Event-Driven Architecture is a key concept when designing modern cloud applications with a microservices approach. The core concept is that when an event is created it will be used to drive change within a solution. Services are not tied together in a monolithic manner. This means that calls are made asynchronously and the results will be achieved in an eventually consistent manner.
Components of the Event-driven architecture
Event Producers, Event Routers, Event Consumers in AWS
Event Producers: Services which generate a stream of events. Event producers can be implemented by straight forward microservices implemented with Lambda or even with Kubernetes based microservices in EKS.

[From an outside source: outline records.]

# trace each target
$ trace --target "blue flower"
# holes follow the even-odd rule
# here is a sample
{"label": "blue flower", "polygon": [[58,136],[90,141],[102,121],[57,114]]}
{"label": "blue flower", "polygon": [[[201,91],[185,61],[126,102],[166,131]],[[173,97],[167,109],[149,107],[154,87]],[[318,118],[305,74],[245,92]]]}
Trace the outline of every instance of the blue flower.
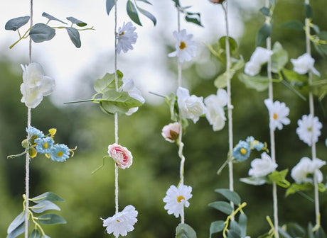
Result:
{"label": "blue flower", "polygon": [[63,144],[55,144],[51,147],[50,159],[54,162],[63,162],[69,158],[70,149]]}
{"label": "blue flower", "polygon": [[50,154],[53,145],[53,140],[51,137],[38,138],[34,142],[36,143],[36,152],[43,154]]}
{"label": "blue flower", "polygon": [[28,132],[31,137],[33,137],[34,140],[44,137],[43,132],[33,126],[30,126],[28,128],[26,128],[26,132]]}
{"label": "blue flower", "polygon": [[238,162],[246,160],[250,157],[250,144],[244,140],[240,140],[236,147],[232,149],[232,157]]}
{"label": "blue flower", "polygon": [[247,137],[247,142],[249,143],[251,149],[255,149],[260,151],[264,147],[264,144],[257,140],[252,136]]}

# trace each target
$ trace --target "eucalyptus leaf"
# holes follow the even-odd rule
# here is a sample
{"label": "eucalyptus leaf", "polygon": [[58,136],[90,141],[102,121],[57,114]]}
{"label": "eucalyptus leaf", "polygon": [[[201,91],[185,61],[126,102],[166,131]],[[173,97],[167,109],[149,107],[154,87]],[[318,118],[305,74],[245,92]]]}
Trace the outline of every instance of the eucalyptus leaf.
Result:
{"label": "eucalyptus leaf", "polygon": [[226,188],[215,189],[215,192],[220,193],[234,204],[239,205],[241,203],[241,198],[236,192]]}
{"label": "eucalyptus leaf", "polygon": [[114,6],[114,0],[107,0],[106,1],[107,14],[109,15],[109,13],[110,13],[110,11],[112,9]]}
{"label": "eucalyptus leaf", "polygon": [[51,193],[51,192],[46,192],[41,195],[39,195],[36,197],[31,198],[32,201],[35,203],[40,203],[45,200],[48,200],[50,202],[64,202],[62,198],[58,196],[57,194]]}
{"label": "eucalyptus leaf", "polygon": [[62,23],[64,23],[64,24],[67,25],[67,23],[65,22],[64,22],[64,21],[63,21],[61,20],[59,20],[58,18],[55,18],[54,16],[51,16],[50,14],[48,14],[47,13],[43,12],[42,13],[42,16],[44,16],[45,18],[47,18],[50,21],[59,21],[59,22],[60,22]]}
{"label": "eucalyptus leaf", "polygon": [[36,205],[33,205],[31,209],[32,211],[33,211],[36,213],[42,213],[44,211],[48,210],[60,210],[60,208],[59,208],[58,205],[48,200],[45,200],[42,203],[37,203]]}
{"label": "eucalyptus leaf", "polygon": [[6,30],[16,30],[17,29],[20,28],[21,27],[26,24],[29,20],[29,16],[20,16],[16,18],[11,19],[7,21],[7,23],[4,26],[4,28]]}
{"label": "eucalyptus leaf", "polygon": [[45,214],[38,217],[38,221],[43,225],[66,224],[65,219],[56,214]]}
{"label": "eucalyptus leaf", "polygon": [[257,35],[257,40],[255,45],[259,46],[262,45],[262,43],[267,40],[267,38],[270,37],[272,35],[272,25],[268,23],[264,23],[260,29],[259,29],[258,33]]}
{"label": "eucalyptus leaf", "polygon": [[32,27],[29,35],[33,42],[39,43],[53,38],[55,30],[45,24],[37,23]]}
{"label": "eucalyptus leaf", "polygon": [[215,221],[211,222],[210,226],[210,237],[211,235],[215,233],[221,232],[225,228],[225,222],[224,221]]}
{"label": "eucalyptus leaf", "polygon": [[232,212],[232,208],[230,203],[223,201],[218,201],[209,203],[209,207],[213,208],[224,212],[227,215],[230,215]]}
{"label": "eucalyptus leaf", "polygon": [[126,6],[127,10],[127,14],[135,23],[139,26],[142,26],[141,21],[139,21],[139,14],[137,13],[137,10],[135,8],[134,4],[131,1],[131,0],[127,1]]}
{"label": "eucalyptus leaf", "polygon": [[176,238],[196,238],[196,233],[188,225],[180,223],[176,227]]}
{"label": "eucalyptus leaf", "polygon": [[80,26],[80,27],[85,26],[87,25],[84,21],[76,19],[73,16],[68,16],[66,18],[66,19],[70,21],[73,24],[76,24],[77,26]]}
{"label": "eucalyptus leaf", "polygon": [[80,48],[82,42],[80,42],[80,33],[74,28],[66,28],[70,40],[77,48]]}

Event Consumers: Services which listen for events. Event consumers can be implemented by straight forward microservices implemented with Lambda or even with Kubernetes based microservices in EKS.
Event Routers: Routing services an be implemented with SQS, SNS, MSK, Step Functions and EventBridge. Event routers create the path and flow for each of the messages within an Event-driven architecture bases solution.
By decoupling producer and consumer services, independent scalability, updates and deployments can be achieved. This aids in improving cost implications and improving performance. If an event producer creates an event, this reduces the wait time as they do not have to be aware of the eventual work required to process the event. The event producer does not have to wait for the event to be fully processed and can rely on the concept of Eventual Consistency. Essentially, eventual consistency guarantees that if no new events are produced for a given data item it will eventually settle to its expected value.
Key benefits of an Event Driven Architecture
Event-driven architectures promote loose coupling between publishers and subscribers. Event subscription and routing is independent of the actual producers and consumers. A decoupled approach allows you to develop features faster by removing complexity.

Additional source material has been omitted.